Even though the Corinthians possessed the truth regarding the resurrection of Jesus Christ and the resurrection of the dead, many in Corinth questioned its validity. Paul wrote this chapter to defend the resurrection of Jesus Christ (15:1-11) and ultimately our own resurrection from the dead (15:12-34). Those who questioned the reality of a bodily resurrection asked questions such as, “How are the dead raised up? And with what body do they come?” (15:35). Paul answered the questions of the cynics by explaining that the current body cannot be resurrected anew unless the old body dies (15:36). Paul illustrates this concept by explaining that a seed is planted, decomposes in its current form, and then life comes from that dead seed (15:37) just as the old body dies and new life springs from it (15:38). God possesses the power to make this miracle occur.

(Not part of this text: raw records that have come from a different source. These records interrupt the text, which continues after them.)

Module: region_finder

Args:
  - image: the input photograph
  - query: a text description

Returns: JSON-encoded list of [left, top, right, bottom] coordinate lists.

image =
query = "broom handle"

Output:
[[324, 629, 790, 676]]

God has created various types of bodies to survive in many kinds of environments (15:39), but He has also designed bodies suited for heaven (celestial) and earth (terrestrial), which Paul explains in 1 Corinthians 15:40-44). Paul details the distinctiveness between the two bodies, “So also is the resurrection of the dead. The body is sown in corruption [death], it is raised in incorruption [no more sickness or death]. It is sown in dishonor [guilt for sin], it is raised in glory [no shame]. It is sown in weakness [gives into temptation], it is raised in power [no fear of sin]. It is sown a natural body [limited by time/space], it is raised a spiritual body [no limits by time/space]. There is a natural body, and there is a spiritual body” (15:42-44). The natural body descends from Adam, but the spiritual body is given by Jesus Christ (15:45-49), whose image we will bear for all eternity (15:49).

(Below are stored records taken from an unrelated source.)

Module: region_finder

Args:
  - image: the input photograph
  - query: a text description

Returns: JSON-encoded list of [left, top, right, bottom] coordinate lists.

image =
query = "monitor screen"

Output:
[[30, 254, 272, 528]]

When will the body be changed? Paul answers this question by pointing to the time of the rapture (1 Thessalonians 4:13-18), when Christ will return in the clouds to receive all those who believe to Himself (15:50-54). The bodies of the believing living and dead will ascend to heaven and be changed instantaneously. Not only will the bodies of the believing be changed, but death will finally be defeated (15:54-57). Death will no longer have power over those who have believed in the death, burial, and resurrection of Jesus Christ for their sins. Because of this reality, Paul writes that the Corinthians should “be steadfast, immovable, always abounding in the work of the Lord, knowing that your labor is not in vain in the Lord” (15:57-58).
Dear God, thank You for the hope of a future resurrection!